Enquanto o protagonista faz o leitor seguir adiante na aventura página após página, são os personagens secundários que tornam essa aventura mais autêntica, mais real, afinal, o mundo não é feito apenas de uma pessoa. Eles são um pedaço do mundo que habitam, então, não é exagero dizer que devem ser trabalhados com o mesmo cuidado que o seu worldbuilding.

Imagine se o castelo sombrio de Hogwarts, cheio de fantasmas e monstros, remeteria mesmo a amizade e família sem as relações trabalhadas entre alunos, professores e parentes. Ou se o conto de fadas infantil de Shrek seria tão engraçado sem os vários personagens secundários em situações cômicas. Ou ainda se o cenário de A Guerra dos Tronos seria tão perigoso se não houvesse os incontáveis personagens secundários se matando e matando protagonistas pra te fazer lembrar que você não devia ter se esquecido deles.

Então, se você pretende dar mais profundidade à sua história, não os faça esquecíveis, ou melhor dizendo, descartáveis. Sem mais delongas, o que o personagem secundário precisa ter pra não se perder na história?

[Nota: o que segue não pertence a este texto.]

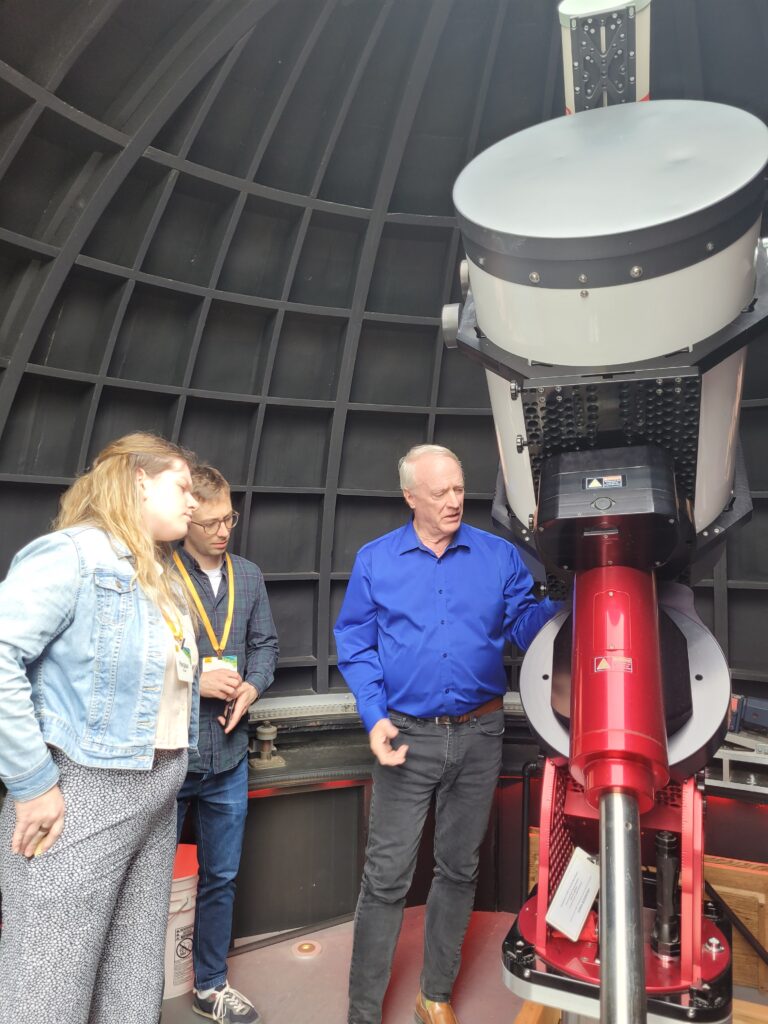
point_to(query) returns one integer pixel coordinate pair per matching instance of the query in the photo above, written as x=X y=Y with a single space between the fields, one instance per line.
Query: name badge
x=184 y=668
x=226 y=662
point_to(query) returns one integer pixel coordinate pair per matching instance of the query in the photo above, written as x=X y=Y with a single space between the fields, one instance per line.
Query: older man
x=420 y=637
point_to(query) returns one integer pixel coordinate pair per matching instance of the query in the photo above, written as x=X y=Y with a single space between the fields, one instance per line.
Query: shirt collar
x=410 y=540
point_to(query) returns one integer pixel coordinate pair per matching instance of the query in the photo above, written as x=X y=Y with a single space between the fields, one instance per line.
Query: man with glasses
x=238 y=649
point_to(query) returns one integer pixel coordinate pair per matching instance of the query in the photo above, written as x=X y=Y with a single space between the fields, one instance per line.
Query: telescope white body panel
x=584 y=327
x=613 y=239
x=509 y=422
x=718 y=430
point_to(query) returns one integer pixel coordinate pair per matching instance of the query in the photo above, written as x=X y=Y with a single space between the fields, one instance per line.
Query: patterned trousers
x=83 y=936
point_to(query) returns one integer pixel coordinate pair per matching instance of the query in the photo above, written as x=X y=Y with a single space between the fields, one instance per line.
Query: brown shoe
x=433 y=1013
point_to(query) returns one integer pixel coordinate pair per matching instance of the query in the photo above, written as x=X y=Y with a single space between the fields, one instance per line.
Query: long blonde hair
x=108 y=497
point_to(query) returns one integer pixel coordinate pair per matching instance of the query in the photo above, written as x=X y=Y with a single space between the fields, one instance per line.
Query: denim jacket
x=82 y=660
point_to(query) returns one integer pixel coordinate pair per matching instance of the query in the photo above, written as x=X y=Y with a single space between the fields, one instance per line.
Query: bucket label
x=182 y=953
x=612 y=663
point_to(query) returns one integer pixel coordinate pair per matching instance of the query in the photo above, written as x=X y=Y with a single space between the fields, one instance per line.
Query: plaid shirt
x=252 y=638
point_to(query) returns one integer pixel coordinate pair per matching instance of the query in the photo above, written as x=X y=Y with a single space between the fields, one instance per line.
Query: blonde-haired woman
x=98 y=705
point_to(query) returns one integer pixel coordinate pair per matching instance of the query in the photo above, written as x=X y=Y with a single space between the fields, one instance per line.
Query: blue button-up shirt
x=425 y=635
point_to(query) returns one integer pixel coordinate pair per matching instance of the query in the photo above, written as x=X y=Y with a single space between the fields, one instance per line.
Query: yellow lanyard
x=176 y=630
x=217 y=646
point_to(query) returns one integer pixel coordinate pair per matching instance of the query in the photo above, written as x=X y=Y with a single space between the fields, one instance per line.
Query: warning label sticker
x=600 y=482
x=612 y=663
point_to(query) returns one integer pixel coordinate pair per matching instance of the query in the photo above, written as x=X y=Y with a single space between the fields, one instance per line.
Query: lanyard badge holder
x=221 y=660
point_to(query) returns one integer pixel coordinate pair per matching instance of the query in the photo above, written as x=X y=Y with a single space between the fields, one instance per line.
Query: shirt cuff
x=35 y=782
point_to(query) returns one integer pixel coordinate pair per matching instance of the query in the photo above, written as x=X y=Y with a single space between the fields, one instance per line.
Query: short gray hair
x=406 y=465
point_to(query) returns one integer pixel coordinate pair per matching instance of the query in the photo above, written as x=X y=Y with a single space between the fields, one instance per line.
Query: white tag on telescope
x=576 y=894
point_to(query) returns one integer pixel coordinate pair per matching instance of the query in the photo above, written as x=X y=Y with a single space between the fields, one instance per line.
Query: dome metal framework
x=231 y=223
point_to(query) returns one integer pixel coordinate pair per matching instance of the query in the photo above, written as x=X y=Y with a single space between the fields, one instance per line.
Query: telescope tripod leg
x=623 y=997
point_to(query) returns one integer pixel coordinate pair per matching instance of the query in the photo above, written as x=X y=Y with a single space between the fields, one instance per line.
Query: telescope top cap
x=588 y=8
x=609 y=171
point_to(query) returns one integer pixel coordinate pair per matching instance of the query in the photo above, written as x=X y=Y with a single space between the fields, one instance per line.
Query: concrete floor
x=287 y=989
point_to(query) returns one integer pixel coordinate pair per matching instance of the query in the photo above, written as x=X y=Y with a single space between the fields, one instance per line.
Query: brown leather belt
x=496 y=704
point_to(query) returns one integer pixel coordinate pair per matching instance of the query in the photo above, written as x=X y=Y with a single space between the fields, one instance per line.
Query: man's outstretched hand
x=381 y=737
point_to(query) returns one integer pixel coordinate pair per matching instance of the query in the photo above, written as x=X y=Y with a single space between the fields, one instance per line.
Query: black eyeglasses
x=211 y=526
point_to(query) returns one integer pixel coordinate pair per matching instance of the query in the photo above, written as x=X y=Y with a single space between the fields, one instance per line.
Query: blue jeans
x=459 y=765
x=220 y=803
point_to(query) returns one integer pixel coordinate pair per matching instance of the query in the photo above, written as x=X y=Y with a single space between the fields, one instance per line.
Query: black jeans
x=459 y=764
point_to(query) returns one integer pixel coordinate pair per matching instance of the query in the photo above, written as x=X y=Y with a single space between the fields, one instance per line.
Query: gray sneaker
x=225 y=1005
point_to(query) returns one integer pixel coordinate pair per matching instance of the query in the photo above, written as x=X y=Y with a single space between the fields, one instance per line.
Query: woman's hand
x=39 y=823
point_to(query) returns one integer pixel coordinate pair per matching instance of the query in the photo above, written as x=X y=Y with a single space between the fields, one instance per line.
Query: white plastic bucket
x=178 y=938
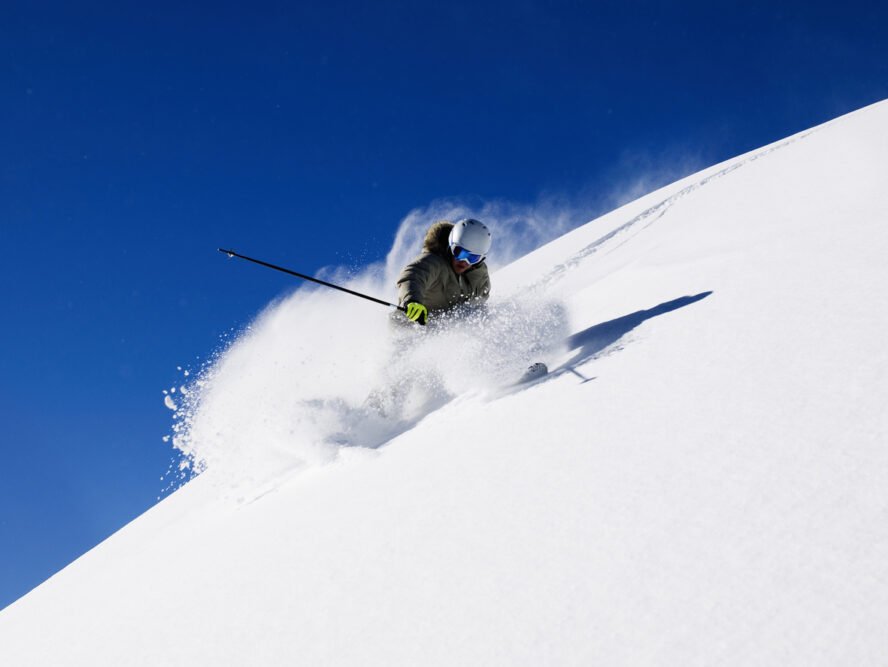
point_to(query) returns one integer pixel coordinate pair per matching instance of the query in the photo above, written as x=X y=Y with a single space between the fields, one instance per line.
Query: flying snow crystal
x=293 y=388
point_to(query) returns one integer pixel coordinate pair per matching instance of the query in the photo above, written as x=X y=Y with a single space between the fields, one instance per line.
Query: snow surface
x=701 y=479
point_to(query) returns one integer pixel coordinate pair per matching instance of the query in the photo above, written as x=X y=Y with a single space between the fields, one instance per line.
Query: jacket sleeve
x=414 y=279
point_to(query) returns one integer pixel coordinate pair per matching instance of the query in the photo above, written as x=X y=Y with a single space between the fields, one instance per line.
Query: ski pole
x=231 y=253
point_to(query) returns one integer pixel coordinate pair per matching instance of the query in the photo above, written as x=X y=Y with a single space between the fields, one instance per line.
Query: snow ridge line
x=652 y=214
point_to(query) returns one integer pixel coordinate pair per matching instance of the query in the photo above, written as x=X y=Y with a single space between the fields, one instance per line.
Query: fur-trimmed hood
x=437 y=239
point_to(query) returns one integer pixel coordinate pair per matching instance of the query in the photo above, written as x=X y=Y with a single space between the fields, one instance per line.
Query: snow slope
x=702 y=479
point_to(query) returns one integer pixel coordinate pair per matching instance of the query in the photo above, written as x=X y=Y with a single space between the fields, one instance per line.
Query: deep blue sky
x=135 y=140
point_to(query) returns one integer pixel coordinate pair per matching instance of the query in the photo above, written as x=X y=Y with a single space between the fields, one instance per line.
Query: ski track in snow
x=494 y=350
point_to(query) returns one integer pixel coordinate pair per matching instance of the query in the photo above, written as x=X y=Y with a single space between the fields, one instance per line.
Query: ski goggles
x=462 y=254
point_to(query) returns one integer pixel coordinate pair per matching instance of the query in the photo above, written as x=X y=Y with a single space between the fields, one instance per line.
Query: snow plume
x=517 y=228
x=320 y=370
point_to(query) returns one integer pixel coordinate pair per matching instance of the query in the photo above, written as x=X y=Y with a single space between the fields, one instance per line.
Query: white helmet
x=471 y=238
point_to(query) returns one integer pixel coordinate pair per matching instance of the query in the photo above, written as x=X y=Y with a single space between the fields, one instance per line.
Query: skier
x=449 y=272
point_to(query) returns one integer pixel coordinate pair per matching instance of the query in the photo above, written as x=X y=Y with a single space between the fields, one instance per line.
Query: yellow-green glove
x=416 y=312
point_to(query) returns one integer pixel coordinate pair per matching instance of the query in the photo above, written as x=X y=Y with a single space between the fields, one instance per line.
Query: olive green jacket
x=430 y=279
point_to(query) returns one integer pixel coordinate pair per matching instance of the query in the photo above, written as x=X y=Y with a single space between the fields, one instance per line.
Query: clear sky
x=136 y=138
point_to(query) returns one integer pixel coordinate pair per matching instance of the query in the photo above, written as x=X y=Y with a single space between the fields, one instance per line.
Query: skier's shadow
x=595 y=339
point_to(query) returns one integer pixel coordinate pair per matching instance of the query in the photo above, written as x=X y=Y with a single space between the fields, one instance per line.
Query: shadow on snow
x=594 y=340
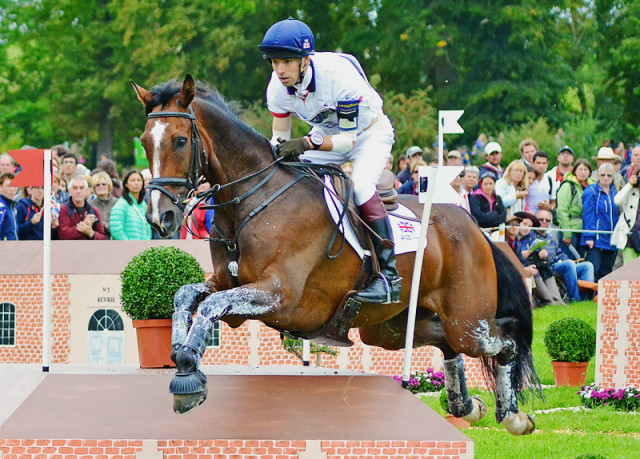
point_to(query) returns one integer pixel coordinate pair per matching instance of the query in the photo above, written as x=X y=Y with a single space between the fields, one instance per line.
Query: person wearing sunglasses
x=568 y=269
x=600 y=213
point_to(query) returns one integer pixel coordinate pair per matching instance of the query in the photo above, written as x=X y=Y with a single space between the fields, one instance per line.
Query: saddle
x=336 y=331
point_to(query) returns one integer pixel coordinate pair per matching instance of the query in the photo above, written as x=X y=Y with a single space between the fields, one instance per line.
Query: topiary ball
x=152 y=278
x=570 y=340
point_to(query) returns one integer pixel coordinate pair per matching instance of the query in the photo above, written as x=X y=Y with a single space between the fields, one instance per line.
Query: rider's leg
x=386 y=287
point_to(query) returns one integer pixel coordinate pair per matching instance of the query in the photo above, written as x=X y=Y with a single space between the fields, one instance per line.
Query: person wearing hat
x=569 y=206
x=542 y=190
x=565 y=164
x=600 y=213
x=528 y=148
x=511 y=232
x=331 y=93
x=454 y=158
x=546 y=290
x=493 y=155
x=485 y=205
x=568 y=269
x=606 y=155
x=414 y=154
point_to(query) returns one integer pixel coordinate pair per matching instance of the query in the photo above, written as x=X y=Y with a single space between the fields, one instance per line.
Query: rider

3 regras básicas para personagens secundários

  1. Eles precisam impulsionar a trama para frente ou para trás
  2. Revelar informações ou fornecer mais informações sobre os personagens principais
  3. Ou definir o tom de uma cena

Esse é um resumo básico para tirá-los do esquecimento. Como exemplo da primeira regra, temos o assassino do Tio Ben que faz com que o Peter Paker se torne o Homem-Aranha, e o dentista que sempre atrapalha a fuga do peixinho Nemo; da segunda, o contador de histórias que menciona a palavra Chandriano em O Nome do Vento — informação que o Kvothe demoraria demais pra conseguir sozinho, e o Robin Hood de Shrek que atrapalha o avanço do ogro pra mostrar que a princesa indefesa Fiona não é tão indefesa assim; e da terceira regra, os gêmeos Weasley de Harry Potter que, na grande maioria das vezes, trazem o tom cômico para as cenas.

Agora, vamos nos estender um pouco mais sobre o tema. Que tal nos debruçarmos no como fazer, em vez de no que precisam fazer. Em outras palavras, como dar profundidade a personagens secundários sem que eles acabem ficando melhores que o protagonista?

Trabalhe sua backstory

Chega de personagens 100% bons, ou 100% maus. Todo ser humano é uma mistura dos dois lados. Quase sempre uma pessoa ruim não é inteiramente má, mas acredita que está fazendo algo bom. O mesmo deve acontecer com seus personagens secundários. Não precisa detalhar sua personalidade, mas apenas refletir sobre o que o motiva e o que ele nunca faria.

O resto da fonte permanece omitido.